For an article in the Journal of the Torrey Botanical Society, the researchers examined regional weather patterns to see if environmental conditions exist for the occurrence of lightning fires in Appalachian forests of Adams and Pike Counties in southern Ohio.

"The likelihood of lightning fires increases through the summer when the frequency of lightning strikes reaches its greatest peak in late August, coinciding with dry environmental conditions," said Drewa.

Drewa and Petersen also found that from 1993 to 2005, 29 lightning fires were reported in Ohio's fire protection areas, with 70 percent of those occurring during the summer.

"Human alterations to the natural fire regime, especially decades of fire suppression, have changed oak-dominated ecosystems in southern Ohio and throughout the eastern US," reported Petersen. "As a result, there is a preponderance of shade tolerant hardwoods that are preventing oaks and other native species from regenerating."

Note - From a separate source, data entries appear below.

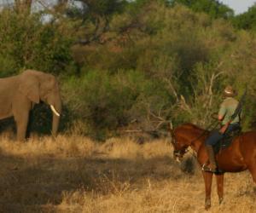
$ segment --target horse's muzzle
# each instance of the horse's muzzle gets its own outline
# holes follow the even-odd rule
[[[181,160],[183,158],[183,154],[182,153],[182,152],[175,150],[173,151],[173,157],[177,162],[181,163]]]

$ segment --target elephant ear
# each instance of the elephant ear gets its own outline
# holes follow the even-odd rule
[[[39,81],[35,76],[26,76],[22,78],[19,90],[32,102],[39,103]]]

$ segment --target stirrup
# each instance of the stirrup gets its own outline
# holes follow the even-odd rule
[[[223,170],[219,170],[218,167],[215,170],[212,170],[210,167],[208,167],[206,164],[204,164],[201,167],[201,170],[207,171],[207,172],[212,172],[214,174],[222,174],[224,173]]]
[[[208,172],[212,172],[215,173],[217,172],[217,169],[216,170],[212,170],[210,167],[208,167],[206,164],[204,164],[201,167],[201,170],[203,171],[208,171]]]

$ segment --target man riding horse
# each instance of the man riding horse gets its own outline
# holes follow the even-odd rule
[[[238,101],[234,97],[236,92],[231,86],[227,86],[224,90],[224,100],[220,105],[218,115],[214,116],[221,122],[222,127],[218,131],[213,132],[206,141],[206,147],[209,157],[209,164],[204,164],[202,170],[205,171],[218,172],[218,165],[216,164],[213,146],[222,140],[225,134],[229,134],[234,130],[240,128],[240,113],[233,118],[237,106]]]

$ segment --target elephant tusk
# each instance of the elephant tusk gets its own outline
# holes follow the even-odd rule
[[[60,117],[60,113],[58,113],[58,112],[55,110],[55,106],[53,106],[53,105],[50,105],[50,109],[56,116]]]

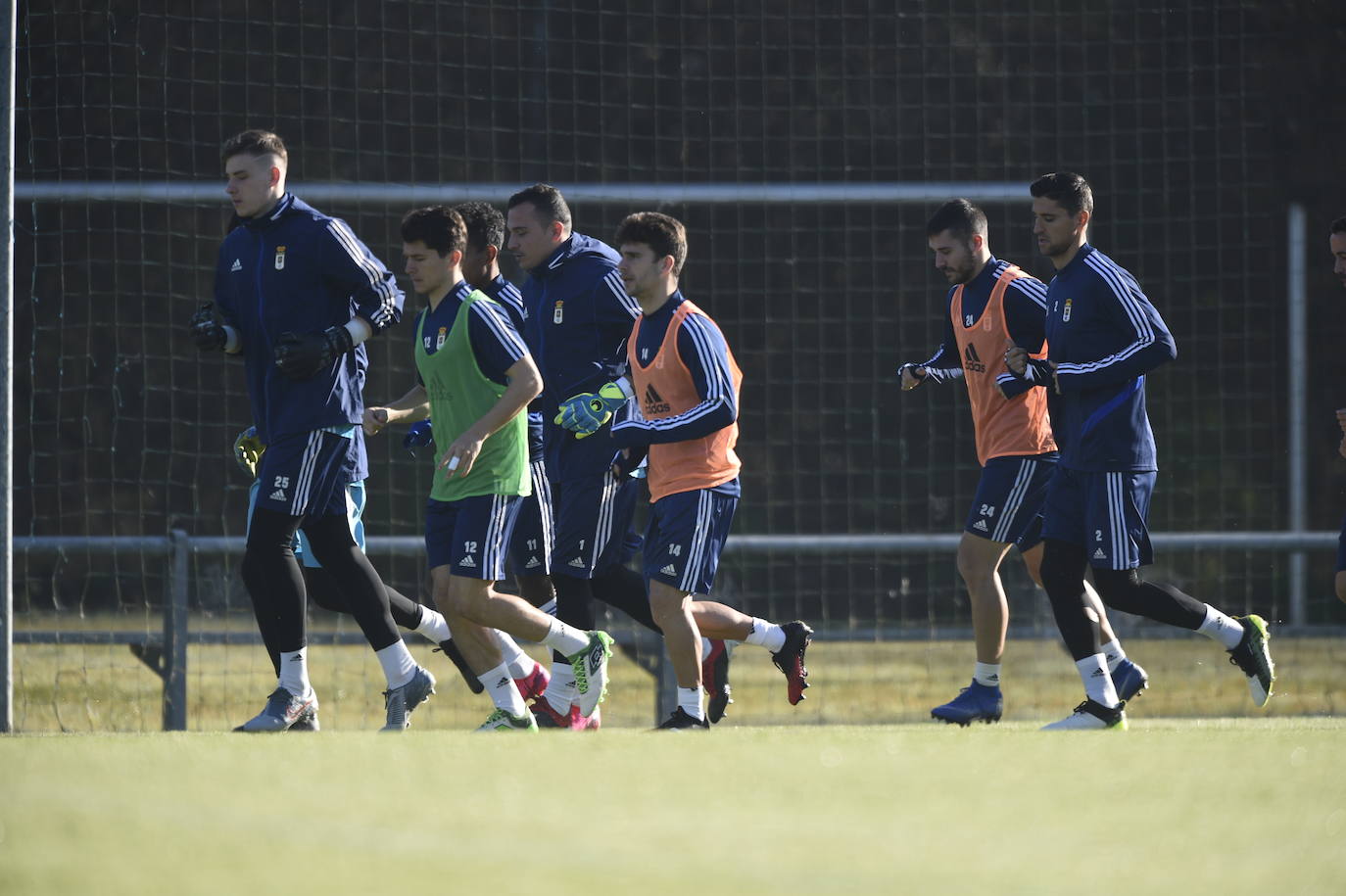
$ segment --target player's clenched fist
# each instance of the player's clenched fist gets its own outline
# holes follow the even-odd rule
[[[911,391],[929,375],[921,365],[902,365],[898,367],[898,378],[902,381],[902,391]]]
[[[219,351],[229,342],[229,334],[215,320],[215,303],[207,301],[191,316],[191,340],[202,351]]]

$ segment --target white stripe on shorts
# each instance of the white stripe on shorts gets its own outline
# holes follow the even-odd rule
[[[1036,470],[1036,460],[1024,457],[1019,461],[1019,472],[1014,478],[1014,487],[1005,495],[1005,505],[1000,509],[1000,521],[996,523],[995,531],[991,533],[992,541],[1010,541],[1010,527],[1014,525],[1014,518],[1019,514],[1019,507],[1023,506],[1023,496],[1028,491]]]
[[[552,569],[552,548],[556,545],[556,521],[552,518],[552,482],[546,478],[546,463],[529,464],[533,475],[533,499],[537,502],[538,526],[542,529],[542,566]]]
[[[599,496],[598,525],[594,529],[594,544],[590,552],[590,572],[598,566],[598,558],[607,548],[608,538],[612,537],[612,515],[616,513],[616,490],[621,482],[616,476],[603,474],[603,494]]]
[[[686,593],[696,591],[697,573],[705,560],[705,548],[711,537],[711,511],[715,502],[709,488],[701,488],[696,498],[696,529],[692,531],[692,544],[686,550],[686,566],[682,568],[682,581],[678,583]]]
[[[315,429],[308,433],[308,444],[304,445],[304,456],[299,463],[299,482],[295,483],[295,494],[289,499],[289,515],[303,517],[308,507],[308,490],[314,484],[314,467],[318,465],[318,452],[323,447],[323,433]]]
[[[1127,550],[1127,499],[1123,484],[1125,474],[1110,472],[1108,476],[1108,523],[1112,527],[1112,568],[1127,569],[1131,565],[1131,552]]]

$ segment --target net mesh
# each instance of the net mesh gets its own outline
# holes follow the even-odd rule
[[[20,19],[17,182],[20,195],[48,182],[218,184],[218,147],[246,126],[285,137],[300,196],[306,183],[499,183],[503,204],[533,180],[972,191],[1077,170],[1096,190],[1093,242],[1136,274],[1179,344],[1179,362],[1149,381],[1163,463],[1152,529],[1279,529],[1285,470],[1268,445],[1287,426],[1284,206],[1269,180],[1273,73],[1256,51],[1265,16],[1225,0],[634,11],[577,0],[61,0]],[[249,422],[241,370],[199,357],[184,336],[210,299],[227,218],[218,199],[17,203],[17,535],[242,534],[248,482],[229,455]],[[404,207],[315,204],[400,268]],[[961,386],[902,394],[894,377],[899,362],[929,357],[941,332],[945,287],[923,231],[933,204],[660,204],[688,225],[686,293],[720,323],[746,373],[736,531],[961,527],[977,479]],[[647,207],[572,210],[579,231],[608,238]],[[992,249],[1047,277],[1027,198],[985,207]],[[405,332],[377,340],[370,359],[366,396],[401,394],[413,377]],[[371,468],[370,533],[420,534],[424,459],[385,439],[371,443]],[[1315,521],[1331,519],[1326,500],[1314,496]],[[400,589],[420,591],[417,557],[376,561]],[[236,565],[195,557],[194,628],[241,619],[240,638],[249,631]],[[1012,623],[1051,636],[1044,599],[1011,566]],[[1230,612],[1283,619],[1285,569],[1281,556],[1219,549],[1166,552],[1154,574]],[[1342,622],[1330,577],[1331,558],[1312,554],[1310,622]],[[20,628],[141,634],[159,630],[168,588],[159,556],[78,546],[20,552],[16,584]],[[731,553],[720,592],[752,613],[802,616],[852,639],[933,640],[969,624],[948,553]],[[59,704],[51,694],[69,696],[67,679],[125,654],[63,650],[55,671],[17,654],[30,663],[20,725],[69,726],[43,709]],[[230,682],[238,667],[265,666],[260,652],[221,648],[215,671],[194,674]],[[374,690],[373,665],[351,655],[361,689]],[[848,661],[833,679],[882,679],[878,662]],[[144,671],[125,678],[153,694],[157,679]],[[262,693],[248,681],[253,690],[230,700]],[[155,713],[85,716],[101,720],[93,726],[157,726]]]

The oak canopies of remaining forest fragments are deceptive, according to the researchers, who found that oaks are not thriving well beyond the seedling stage, with few developing into older life history stages, including juveniles, saplings, and poles.

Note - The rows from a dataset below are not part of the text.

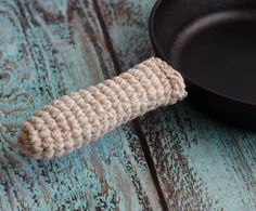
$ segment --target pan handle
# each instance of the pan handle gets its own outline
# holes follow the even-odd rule
[[[35,158],[61,156],[185,96],[180,74],[152,57],[112,80],[53,101],[23,123],[18,146]]]

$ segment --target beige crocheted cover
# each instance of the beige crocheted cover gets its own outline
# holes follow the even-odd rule
[[[61,156],[138,116],[183,100],[184,88],[179,72],[152,57],[112,80],[53,101],[22,126],[18,146],[36,158]]]

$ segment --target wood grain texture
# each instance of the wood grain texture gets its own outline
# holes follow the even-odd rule
[[[159,210],[131,124],[51,161],[14,148],[35,110],[115,75],[92,1],[2,0],[0,28],[1,210]]]
[[[151,56],[148,18],[155,0],[98,2],[116,66],[123,71]],[[217,123],[187,102],[138,121],[169,210],[256,209],[255,132]]]

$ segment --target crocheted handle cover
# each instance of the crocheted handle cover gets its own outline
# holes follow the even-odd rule
[[[187,96],[182,77],[152,57],[112,80],[64,95],[23,126],[18,146],[36,158],[79,148],[105,132]]]

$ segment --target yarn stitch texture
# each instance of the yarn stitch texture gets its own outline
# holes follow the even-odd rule
[[[112,80],[53,101],[23,123],[18,146],[35,158],[61,156],[185,96],[180,74],[152,57]]]

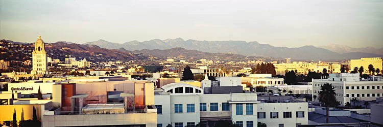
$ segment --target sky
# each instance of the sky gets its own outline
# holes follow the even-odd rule
[[[383,47],[383,1],[0,0],[0,38],[122,43],[181,38]]]

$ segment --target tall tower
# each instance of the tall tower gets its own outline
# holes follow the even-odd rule
[[[41,40],[41,36],[35,43],[35,50],[32,52],[32,74],[48,74],[48,67],[46,61],[46,52],[45,52],[44,41]]]

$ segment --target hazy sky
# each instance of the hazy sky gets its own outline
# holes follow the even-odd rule
[[[0,38],[383,47],[383,1],[0,0]]]

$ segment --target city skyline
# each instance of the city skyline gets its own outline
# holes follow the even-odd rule
[[[181,38],[290,48],[383,47],[380,2],[43,2],[2,1],[0,38],[30,43],[41,35],[47,42],[80,44]]]

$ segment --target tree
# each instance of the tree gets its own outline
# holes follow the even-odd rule
[[[266,124],[266,123],[261,122],[258,122],[258,123],[257,123],[257,127],[267,127],[267,125]]]
[[[37,115],[36,114],[36,107],[33,106],[33,114],[32,115],[32,120],[34,122],[37,121]]]
[[[15,109],[15,112],[13,112],[13,119],[12,121],[12,126],[17,127],[17,120],[16,119],[16,109]]]
[[[379,74],[379,73],[380,72],[380,70],[379,69],[379,68],[376,69],[376,70],[375,70],[375,72],[376,73],[376,75]]]
[[[190,67],[187,65],[185,68],[183,69],[183,74],[182,74],[182,80],[193,80],[194,76],[193,73],[192,73],[192,70],[190,70]]]
[[[365,105],[365,107],[366,108],[367,108],[367,106],[368,106],[368,105],[370,104],[368,102],[365,102],[365,103],[363,104],[364,105]]]
[[[321,87],[319,91],[319,101],[326,106],[326,123],[328,123],[328,110],[330,106],[337,105],[335,90],[331,84],[325,83]]]
[[[371,72],[374,73],[375,72],[375,69],[374,69],[374,66],[372,65],[368,65],[368,72],[370,73],[370,74],[371,74]]]
[[[38,100],[43,100],[42,98],[42,93],[41,93],[41,90],[40,89],[40,86],[39,86],[39,90],[37,92],[37,99]]]
[[[197,74],[194,76],[193,79],[194,79],[195,81],[200,82],[205,79],[205,76],[201,74]]]
[[[363,68],[363,66],[361,66],[361,68],[359,68],[359,70],[358,70],[358,72],[359,72],[359,76],[362,76],[362,74],[363,74],[364,71],[365,69]]]

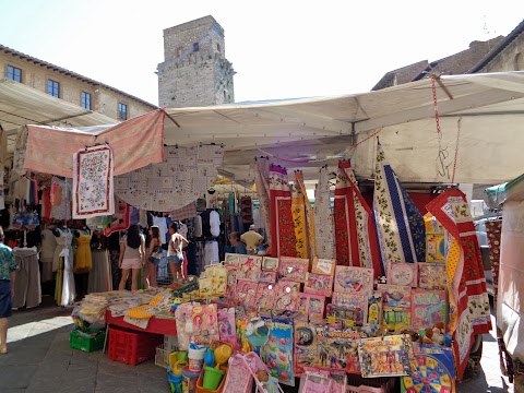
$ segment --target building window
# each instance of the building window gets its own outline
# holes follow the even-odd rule
[[[128,119],[128,106],[126,104],[118,103],[118,118],[120,120]]]
[[[60,92],[60,83],[53,80],[47,80],[47,94],[59,98],[60,96],[59,92]]]
[[[13,66],[8,66],[8,79],[14,82],[22,82],[22,70]]]
[[[82,92],[82,102],[80,104],[82,108],[91,110],[91,94]]]

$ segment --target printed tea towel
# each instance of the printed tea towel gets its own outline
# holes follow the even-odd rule
[[[73,154],[73,218],[115,213],[114,165],[108,145],[85,147]]]

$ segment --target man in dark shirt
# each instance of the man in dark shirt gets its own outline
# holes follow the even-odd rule
[[[248,250],[246,249],[246,245],[240,241],[240,233],[231,233],[229,235],[229,242],[231,243],[235,253],[242,253],[247,254]]]

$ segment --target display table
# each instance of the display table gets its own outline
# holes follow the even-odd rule
[[[111,311],[106,310],[106,323],[108,325],[132,329],[139,332],[177,335],[177,324],[175,319],[162,319],[153,317],[150,320],[147,329],[142,329],[126,322],[123,317],[111,317]]]

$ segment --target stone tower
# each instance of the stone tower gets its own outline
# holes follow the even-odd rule
[[[164,62],[157,74],[160,107],[235,102],[235,71],[226,59],[224,28],[211,15],[164,31]]]

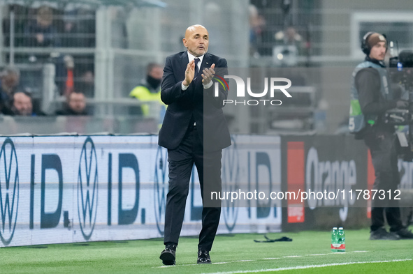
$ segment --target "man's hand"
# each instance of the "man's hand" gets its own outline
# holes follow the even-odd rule
[[[214,74],[215,74],[215,70],[214,68],[215,68],[215,64],[213,63],[212,66],[210,68],[204,68],[202,72],[202,84],[205,86],[210,84],[212,77],[214,77]]]
[[[194,75],[195,75],[195,61],[192,60],[188,65],[187,65],[187,69],[185,70],[185,79],[182,82],[182,84],[185,86],[189,86],[192,80],[194,79]]]
[[[407,109],[409,107],[409,102],[399,100],[396,102],[396,107],[398,109]]]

"Eventually this means the demise of oak trees and other less shade tolerant plant species in future years," said Drewa.

While red maples and other shade tolerant species may experience delayed recovery after summer fires, oaks in particular have been shown to experience less damage because their roots are more expansive and provide greater storage and greater seasonal stability of carbohydrate reserves.

To save the oak forests, Drewa and Petersen are advocating studies that include summer fires as experimental treatments. They caution against fires in other seasons that might foster proliferation of plants other than oaks and other less shade tolerant species.